Я расстегиваю внешнюю сумочку-карман на ее рюкзаке и читаю этикетку на таблетках, которые она стащила из дома Картера для меня: «Кефлекс (цефалексин) в капсулах, 250 мг».
Целу́ю этикетку и бросаю почти пустую бутылочку обратно в рюкзак. Рев двигателей становится громче, когда я просматриваю полки в поисках чего-либо, начинающегося на букву «К».
Забудь о лекарствах! Беги, придурок!
«Эпинефрин»… «Флуразепам»... Давай! Сейчас же!
«Глюкофаж»… «Гидралазин»…
Что ты делаешь? Как ты думаешь, этот мальчишка Квинт был бы сейчас здесь и искал бы для тебя лекарства? Беги, мать твою!
«Кеппра» – нет. Дерьмо.

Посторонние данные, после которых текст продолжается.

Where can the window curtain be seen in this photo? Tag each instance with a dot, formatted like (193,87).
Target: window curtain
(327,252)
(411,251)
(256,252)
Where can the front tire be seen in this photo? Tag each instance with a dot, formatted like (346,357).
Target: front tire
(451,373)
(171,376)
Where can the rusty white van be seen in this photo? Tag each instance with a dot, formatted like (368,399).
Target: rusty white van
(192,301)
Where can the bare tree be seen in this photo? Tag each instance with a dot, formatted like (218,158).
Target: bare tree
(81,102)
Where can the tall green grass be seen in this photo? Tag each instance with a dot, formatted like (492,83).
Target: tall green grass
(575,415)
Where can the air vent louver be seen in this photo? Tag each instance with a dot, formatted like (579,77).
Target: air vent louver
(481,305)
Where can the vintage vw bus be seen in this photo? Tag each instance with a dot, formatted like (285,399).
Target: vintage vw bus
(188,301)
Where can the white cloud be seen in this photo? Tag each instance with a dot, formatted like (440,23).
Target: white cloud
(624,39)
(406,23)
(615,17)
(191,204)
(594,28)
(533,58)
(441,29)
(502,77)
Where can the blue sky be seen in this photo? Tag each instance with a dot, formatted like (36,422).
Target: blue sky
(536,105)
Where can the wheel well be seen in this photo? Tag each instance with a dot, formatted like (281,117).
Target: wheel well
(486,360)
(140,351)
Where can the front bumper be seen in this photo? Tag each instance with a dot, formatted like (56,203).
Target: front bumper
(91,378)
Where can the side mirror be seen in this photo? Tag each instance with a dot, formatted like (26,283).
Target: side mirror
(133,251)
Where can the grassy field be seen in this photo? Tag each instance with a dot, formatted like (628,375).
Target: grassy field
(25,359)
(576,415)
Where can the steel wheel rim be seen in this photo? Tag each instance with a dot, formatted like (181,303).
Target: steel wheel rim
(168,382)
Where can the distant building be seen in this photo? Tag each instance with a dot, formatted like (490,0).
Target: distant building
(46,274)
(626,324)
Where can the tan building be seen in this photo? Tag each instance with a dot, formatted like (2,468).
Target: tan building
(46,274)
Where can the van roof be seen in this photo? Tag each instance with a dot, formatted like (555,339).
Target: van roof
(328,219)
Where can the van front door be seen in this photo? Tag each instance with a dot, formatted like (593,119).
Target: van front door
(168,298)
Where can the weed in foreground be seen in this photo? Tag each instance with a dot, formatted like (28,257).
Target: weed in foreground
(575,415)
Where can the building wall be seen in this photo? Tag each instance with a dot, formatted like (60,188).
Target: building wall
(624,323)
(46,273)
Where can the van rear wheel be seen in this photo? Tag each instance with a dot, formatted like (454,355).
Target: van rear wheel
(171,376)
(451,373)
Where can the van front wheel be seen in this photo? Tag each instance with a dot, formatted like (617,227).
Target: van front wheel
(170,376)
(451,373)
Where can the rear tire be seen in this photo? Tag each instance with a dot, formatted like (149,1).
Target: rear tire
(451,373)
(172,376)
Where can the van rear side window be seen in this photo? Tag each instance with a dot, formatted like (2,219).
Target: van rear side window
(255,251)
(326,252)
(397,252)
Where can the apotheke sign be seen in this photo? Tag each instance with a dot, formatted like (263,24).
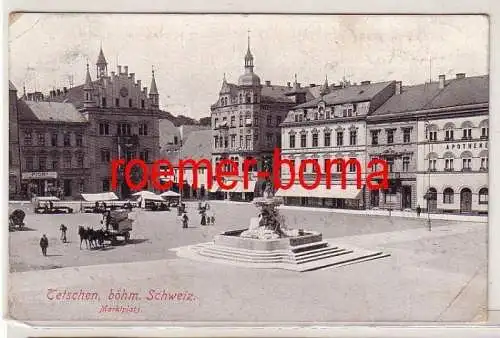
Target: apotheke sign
(40,175)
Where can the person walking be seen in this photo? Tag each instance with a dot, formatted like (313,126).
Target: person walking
(63,233)
(44,244)
(185,221)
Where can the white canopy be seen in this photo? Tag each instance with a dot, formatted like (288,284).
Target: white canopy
(105,196)
(169,193)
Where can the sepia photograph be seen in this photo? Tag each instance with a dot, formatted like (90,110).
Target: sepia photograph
(248,169)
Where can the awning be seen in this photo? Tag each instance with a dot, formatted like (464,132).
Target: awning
(105,196)
(350,192)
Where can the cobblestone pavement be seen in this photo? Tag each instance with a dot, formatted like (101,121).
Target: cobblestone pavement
(438,275)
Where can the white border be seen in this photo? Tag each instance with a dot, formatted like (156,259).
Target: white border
(490,7)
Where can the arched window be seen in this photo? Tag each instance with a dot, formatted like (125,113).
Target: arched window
(448,196)
(483,196)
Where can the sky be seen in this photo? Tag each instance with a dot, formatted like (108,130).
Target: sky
(191,53)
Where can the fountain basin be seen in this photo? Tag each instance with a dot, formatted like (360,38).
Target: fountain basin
(231,239)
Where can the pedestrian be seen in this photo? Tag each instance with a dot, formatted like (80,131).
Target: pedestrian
(63,233)
(44,244)
(185,221)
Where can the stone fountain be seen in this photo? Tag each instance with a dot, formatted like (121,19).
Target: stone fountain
(269,243)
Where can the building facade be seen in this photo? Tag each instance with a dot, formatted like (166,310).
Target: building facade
(110,117)
(332,126)
(14,150)
(453,132)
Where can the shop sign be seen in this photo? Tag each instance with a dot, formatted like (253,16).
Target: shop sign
(39,175)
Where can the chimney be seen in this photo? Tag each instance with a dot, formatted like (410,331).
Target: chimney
(442,78)
(399,85)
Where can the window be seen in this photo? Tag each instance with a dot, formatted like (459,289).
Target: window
(485,132)
(42,163)
(467,134)
(303,140)
(406,135)
(53,139)
(124,129)
(406,163)
(315,140)
(105,156)
(484,163)
(352,137)
(103,128)
(449,135)
(448,164)
(374,137)
(390,136)
(67,139)
(29,163)
(466,164)
(105,185)
(143,129)
(328,137)
(432,164)
(340,138)
(448,196)
(269,138)
(79,140)
(144,155)
(79,160)
(41,139)
(483,196)
(28,137)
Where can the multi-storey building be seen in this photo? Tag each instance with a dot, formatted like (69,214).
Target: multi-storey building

Слишком... «Кефлекс»!
В тот момент, когда мои пальцы касаются бутылочки с антибиотиками на пятьсот миллиграммов, хруст битого стекла под каблуками пригвождает меня к месту.
Я слышу ругань, как раз перед тем, как звук чего-то разбитого эхом отражается от высокого потолка.
– Они забрали все чертовы сигареты! – произносит чей-то низкий голос.
Я присаживаюсь на корточки между двумя аптечными полками, когда вторая пара ног с хрустом входит в магазин.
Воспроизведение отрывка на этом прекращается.